Comment la science explique le goût du thé

par | 20 Mar 2024 | Articles essentiels

différents types de thé

Les humains peuvent détecter cinq goûts principaux : l’amer, le salé, le sucré, l’acide et l’umami. Ces goûts correspondent à des récepteurs gustatifs sur la langue qui répondent à certaines substances chimiques présentes dans les aliments.

Les saveurs que nous pouvons ressentir sont une combinaison de ces goûts. Cela constitue environ 20% de l’expérience de la saveur. Les 80% restant viennent des molécules volatiles qui composent les arômes. Nous les détectons grâce à notre système olfactif.

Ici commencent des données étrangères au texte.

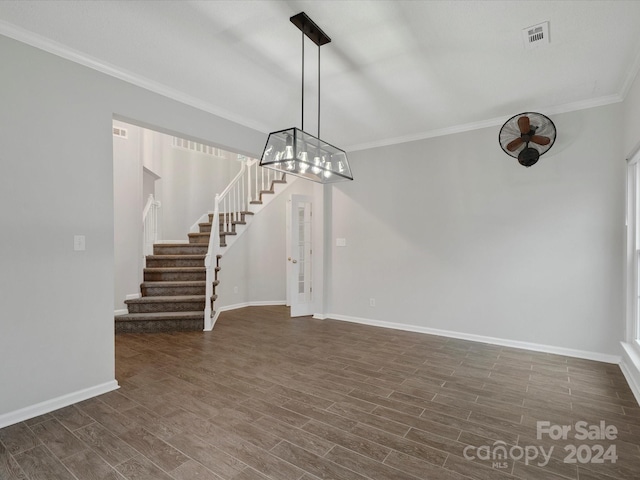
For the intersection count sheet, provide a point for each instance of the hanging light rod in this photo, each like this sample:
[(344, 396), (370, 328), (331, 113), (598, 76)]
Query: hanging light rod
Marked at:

Le thé offre une grande palette de goûts et de saveurs

Les différents types de thés peuvent présenter des profils de saveur très variés.

Un thé vert sencha, par exemple, peut avoir une douceur et une onctuosité en bouche que l’on ne retrouve pas dans un thé noir.

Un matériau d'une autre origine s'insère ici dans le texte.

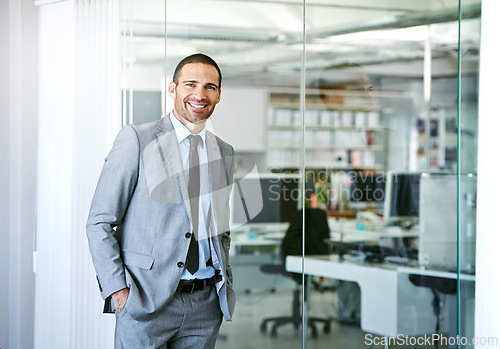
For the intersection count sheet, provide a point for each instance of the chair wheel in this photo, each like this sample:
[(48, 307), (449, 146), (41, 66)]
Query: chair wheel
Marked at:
[(263, 327), (273, 333), (327, 327), (314, 333)]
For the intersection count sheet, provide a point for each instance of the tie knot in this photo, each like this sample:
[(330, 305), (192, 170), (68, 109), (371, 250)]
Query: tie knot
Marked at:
[(194, 140)]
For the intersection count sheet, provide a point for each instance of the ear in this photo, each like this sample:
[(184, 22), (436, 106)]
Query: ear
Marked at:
[(171, 89), (218, 99)]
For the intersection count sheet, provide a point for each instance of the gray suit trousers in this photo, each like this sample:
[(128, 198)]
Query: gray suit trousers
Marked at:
[(188, 321)]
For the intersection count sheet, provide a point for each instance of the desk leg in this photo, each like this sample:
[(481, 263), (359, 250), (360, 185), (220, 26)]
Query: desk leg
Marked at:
[(305, 310)]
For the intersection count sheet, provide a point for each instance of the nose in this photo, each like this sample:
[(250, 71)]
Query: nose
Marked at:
[(199, 93)]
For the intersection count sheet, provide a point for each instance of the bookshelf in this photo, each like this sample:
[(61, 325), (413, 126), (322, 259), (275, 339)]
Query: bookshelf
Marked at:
[(335, 136)]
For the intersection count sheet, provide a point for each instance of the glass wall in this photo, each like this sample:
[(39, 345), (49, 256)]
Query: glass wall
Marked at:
[(355, 130)]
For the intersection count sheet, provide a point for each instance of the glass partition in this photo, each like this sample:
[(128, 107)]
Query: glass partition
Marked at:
[(355, 129)]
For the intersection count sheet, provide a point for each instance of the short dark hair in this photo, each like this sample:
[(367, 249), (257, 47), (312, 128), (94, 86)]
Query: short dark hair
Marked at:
[(196, 58)]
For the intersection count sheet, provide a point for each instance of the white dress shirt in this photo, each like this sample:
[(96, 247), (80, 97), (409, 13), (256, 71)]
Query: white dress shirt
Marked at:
[(182, 133)]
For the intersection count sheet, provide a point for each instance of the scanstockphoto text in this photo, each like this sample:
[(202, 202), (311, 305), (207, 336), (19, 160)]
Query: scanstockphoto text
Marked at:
[(428, 340), (376, 179)]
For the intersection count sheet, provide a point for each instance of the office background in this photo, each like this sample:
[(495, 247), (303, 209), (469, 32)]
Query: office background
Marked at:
[(49, 122)]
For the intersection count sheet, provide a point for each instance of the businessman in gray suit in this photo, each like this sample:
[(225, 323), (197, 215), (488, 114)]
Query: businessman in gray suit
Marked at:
[(158, 227)]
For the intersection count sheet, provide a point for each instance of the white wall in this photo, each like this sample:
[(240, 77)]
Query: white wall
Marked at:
[(18, 140), (240, 118), (79, 114), (4, 173)]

Un gyokuro dont les théiers sont recouverts d’une bâche quelques jours avant leur récolte développe une saveur umami caractéristique. L’ombrage ralentit la transformation des acides aminés en polyphénols.

Certains cultivars de thé noir utilisés à Darjeeling en Inde deviennent plus aromatiques lors de l’oxydation alors que les thés noirs japonais (assez rares) produit à partir de cultivars différents sont plus floraux.

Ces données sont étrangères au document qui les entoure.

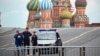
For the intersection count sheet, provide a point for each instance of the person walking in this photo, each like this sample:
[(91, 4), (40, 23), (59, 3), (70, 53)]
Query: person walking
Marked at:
[(18, 42), (27, 35), (34, 41)]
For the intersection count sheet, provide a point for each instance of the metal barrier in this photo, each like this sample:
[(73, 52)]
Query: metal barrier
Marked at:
[(50, 51)]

La lumière, l’ensoleillement, la présence de certains parasites, les engrais, l’altitude, le type de sol, le moment de la récolte, le mode de fabrication du thé, son vieillissement peuvent tous influencer le goût du thé.

Les 3 phytonutriments qui font le goût du thé

Des milliers de composés chimiques sont présents dans le thé. Ils peuvent être transformés tout au long du processus de fabrication du thé. Trois de ces composés phytochimiques influencent surtout son goût.

La L-théanine

C’est l’acide aminé responsable de la saveur umami du thé. Il représente environ 50 % de la teneur totale en acides aminés du thé. Il n’est présent que dans le thé et un champignon.

C’est lui qui est responsable de la sensation apaisante que l’on ressent quand on boit du thé. Il est capable d’augmenter les ondes cérébrales alpha. C’est aussi lui qui focalise l’attention des chercheurs en raison de ses nombreux bienfaits sur la santé.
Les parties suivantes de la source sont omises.